Southern Newspapers last acquired a daily newspaper eight years ago. The company has used a steady, conservative acquisition strategy during its nearly 60 years of existence.
Southern was started by the legendary Carmage Walls in 1951. Walls started his newspaper career with a part-time job in the mail room and worked in the industry for more than 25 years before launching his own company. His first three newspapers were in Cleveland, Cedarwood and Baytown, Texas. Southern continues to own the newspaper in Baytown today.
Walls freely shared with others what he knew about operating and acquiring newspapers. As a result, 22 separate companies owning more than 60 daily newspapers and numerous non-dailies can trace their roots to Walls in some manner today.
Carmage Walls’ widow, Martha Ann Walls, and their daughter Lissa Walls Vahldiek, continue to own and operate the company. Although the company has divested a few of its dailies over the years, it generally has followed a course of adding a few dailies every decade. This steady growth strategy has enabled it to acquire with little or no debt.

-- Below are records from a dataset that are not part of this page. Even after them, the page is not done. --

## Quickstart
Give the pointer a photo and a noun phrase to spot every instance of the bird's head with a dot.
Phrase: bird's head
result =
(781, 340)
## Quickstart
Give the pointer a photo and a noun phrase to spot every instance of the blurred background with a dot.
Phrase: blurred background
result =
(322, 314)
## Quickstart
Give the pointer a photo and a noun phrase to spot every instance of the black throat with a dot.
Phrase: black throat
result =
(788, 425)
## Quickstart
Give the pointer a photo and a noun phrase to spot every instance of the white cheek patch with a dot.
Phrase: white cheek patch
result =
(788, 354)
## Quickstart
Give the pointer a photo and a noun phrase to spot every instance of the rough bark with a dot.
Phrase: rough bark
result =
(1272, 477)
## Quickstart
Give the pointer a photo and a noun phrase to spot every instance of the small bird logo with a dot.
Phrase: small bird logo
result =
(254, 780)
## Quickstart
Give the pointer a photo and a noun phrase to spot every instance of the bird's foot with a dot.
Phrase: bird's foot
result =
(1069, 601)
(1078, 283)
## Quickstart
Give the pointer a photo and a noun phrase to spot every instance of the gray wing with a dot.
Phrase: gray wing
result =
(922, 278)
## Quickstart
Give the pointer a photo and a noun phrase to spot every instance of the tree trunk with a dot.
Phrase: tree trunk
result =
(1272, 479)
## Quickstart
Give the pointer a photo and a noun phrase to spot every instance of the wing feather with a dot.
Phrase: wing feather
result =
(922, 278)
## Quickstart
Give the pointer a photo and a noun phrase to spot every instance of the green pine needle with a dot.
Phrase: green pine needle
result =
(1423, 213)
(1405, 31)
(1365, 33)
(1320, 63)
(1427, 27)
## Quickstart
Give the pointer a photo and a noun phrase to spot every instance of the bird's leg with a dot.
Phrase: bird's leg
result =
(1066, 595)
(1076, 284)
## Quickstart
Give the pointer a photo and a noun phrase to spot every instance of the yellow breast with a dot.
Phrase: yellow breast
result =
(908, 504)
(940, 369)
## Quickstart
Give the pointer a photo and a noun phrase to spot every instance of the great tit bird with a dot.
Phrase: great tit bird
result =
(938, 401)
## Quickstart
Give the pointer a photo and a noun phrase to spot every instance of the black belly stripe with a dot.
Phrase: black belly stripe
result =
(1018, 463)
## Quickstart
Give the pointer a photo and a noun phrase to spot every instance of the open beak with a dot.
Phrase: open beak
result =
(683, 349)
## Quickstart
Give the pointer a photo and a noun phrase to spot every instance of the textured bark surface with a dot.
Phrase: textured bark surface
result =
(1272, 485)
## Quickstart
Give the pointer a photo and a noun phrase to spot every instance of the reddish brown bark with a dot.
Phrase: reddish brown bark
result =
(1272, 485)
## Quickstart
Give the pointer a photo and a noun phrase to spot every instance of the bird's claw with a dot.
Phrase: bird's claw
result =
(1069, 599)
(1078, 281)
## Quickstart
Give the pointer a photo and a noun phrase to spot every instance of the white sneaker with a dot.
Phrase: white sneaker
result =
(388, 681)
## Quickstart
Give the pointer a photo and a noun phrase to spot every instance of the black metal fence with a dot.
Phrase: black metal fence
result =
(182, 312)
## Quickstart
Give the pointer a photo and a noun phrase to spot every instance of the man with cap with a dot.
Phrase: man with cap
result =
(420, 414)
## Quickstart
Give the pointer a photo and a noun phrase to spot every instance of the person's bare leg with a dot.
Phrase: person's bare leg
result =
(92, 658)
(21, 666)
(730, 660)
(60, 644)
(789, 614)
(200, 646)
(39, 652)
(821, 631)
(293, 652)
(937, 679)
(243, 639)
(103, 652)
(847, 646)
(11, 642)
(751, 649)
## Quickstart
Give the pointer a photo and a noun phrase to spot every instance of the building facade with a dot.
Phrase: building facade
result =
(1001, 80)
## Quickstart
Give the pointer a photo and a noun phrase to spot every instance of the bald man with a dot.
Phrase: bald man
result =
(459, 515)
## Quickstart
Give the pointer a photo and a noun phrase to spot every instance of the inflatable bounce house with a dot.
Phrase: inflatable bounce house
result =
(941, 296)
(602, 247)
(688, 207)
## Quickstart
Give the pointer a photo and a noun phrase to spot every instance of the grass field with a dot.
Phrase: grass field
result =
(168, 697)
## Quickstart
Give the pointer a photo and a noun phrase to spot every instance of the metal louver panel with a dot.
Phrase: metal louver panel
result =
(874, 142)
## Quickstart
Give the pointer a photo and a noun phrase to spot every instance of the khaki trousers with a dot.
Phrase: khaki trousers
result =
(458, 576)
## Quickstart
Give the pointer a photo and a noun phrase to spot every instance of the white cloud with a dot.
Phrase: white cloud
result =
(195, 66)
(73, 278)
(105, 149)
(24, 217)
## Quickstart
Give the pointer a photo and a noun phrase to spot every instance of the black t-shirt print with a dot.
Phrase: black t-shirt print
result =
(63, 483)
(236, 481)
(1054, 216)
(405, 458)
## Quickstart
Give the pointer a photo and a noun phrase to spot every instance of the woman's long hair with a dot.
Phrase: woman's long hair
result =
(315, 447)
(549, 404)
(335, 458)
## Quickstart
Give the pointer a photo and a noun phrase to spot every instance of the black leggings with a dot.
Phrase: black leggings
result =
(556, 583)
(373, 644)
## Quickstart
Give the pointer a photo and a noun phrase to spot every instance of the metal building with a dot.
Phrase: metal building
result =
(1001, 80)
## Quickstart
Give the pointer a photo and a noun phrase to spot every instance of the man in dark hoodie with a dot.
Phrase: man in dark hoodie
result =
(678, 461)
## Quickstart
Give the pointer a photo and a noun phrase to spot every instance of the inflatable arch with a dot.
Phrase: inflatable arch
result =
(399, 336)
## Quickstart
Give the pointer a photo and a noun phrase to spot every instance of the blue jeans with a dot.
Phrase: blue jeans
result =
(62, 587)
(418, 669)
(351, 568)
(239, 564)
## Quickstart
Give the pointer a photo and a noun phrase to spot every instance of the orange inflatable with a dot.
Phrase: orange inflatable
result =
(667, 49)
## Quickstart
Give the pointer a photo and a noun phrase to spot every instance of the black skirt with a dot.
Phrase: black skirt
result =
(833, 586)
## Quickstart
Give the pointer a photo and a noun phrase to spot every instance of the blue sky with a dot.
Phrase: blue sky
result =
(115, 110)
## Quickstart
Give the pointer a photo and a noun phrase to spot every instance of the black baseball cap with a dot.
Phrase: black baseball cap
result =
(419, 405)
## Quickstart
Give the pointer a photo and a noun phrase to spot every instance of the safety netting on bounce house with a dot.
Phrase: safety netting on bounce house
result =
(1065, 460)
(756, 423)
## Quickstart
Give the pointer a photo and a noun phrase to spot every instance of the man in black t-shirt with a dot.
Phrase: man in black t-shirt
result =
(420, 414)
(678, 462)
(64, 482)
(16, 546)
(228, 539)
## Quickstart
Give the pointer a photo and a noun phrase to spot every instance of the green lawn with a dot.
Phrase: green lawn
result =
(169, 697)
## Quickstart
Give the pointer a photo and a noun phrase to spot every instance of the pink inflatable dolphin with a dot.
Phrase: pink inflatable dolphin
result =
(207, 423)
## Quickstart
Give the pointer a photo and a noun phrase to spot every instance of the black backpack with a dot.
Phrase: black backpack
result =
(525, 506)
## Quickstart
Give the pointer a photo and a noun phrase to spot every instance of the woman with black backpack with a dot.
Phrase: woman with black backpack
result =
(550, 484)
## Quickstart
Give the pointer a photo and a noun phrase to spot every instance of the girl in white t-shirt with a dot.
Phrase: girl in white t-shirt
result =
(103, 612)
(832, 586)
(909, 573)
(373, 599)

When asked why Southern is acquiring newspapers at a time when so much negative news is being reported about the industry, Lissa Vahldiek, COO/vice president of the company said, “I really do not pay a great deal of attention to what other media outlets, including newspapers, report about the newspaper industry. I pay attention to the financial performance and health of our company. Southern is fortunate not only to have no external debt but also to have cash reserves and strong management.”
Southern’s newspaper markets are all in smaller communities by design. Vahldiek said that she believes this size market is a better place to publish because “it is easier to integrate into the community.” She went on to say, “Our publishers must make community involvement and leadership his or her focus.”
She said their most recent acquisitions don’t necessarily have “synergies” with other Southern newspapers, where expenses can be dramatically reduced because of shared management or production facilities. However, she feels that Lufkin and Nacogdoches fit because they are conservative communities with stable economies that are isolated from metro areas. She also pointed to the inland location of these two Texas dailies as a positive, countering their dailies in Galveston and Baytown that are located immediately on the Gulf shore and are prone to suffer hurricanes every so often.
Having experienced various ownership changes with the company’s acquisitions, she said each has its unique challenges and there are no real differences between buying papers from a large company like Cox Enterprises or from an independent operator.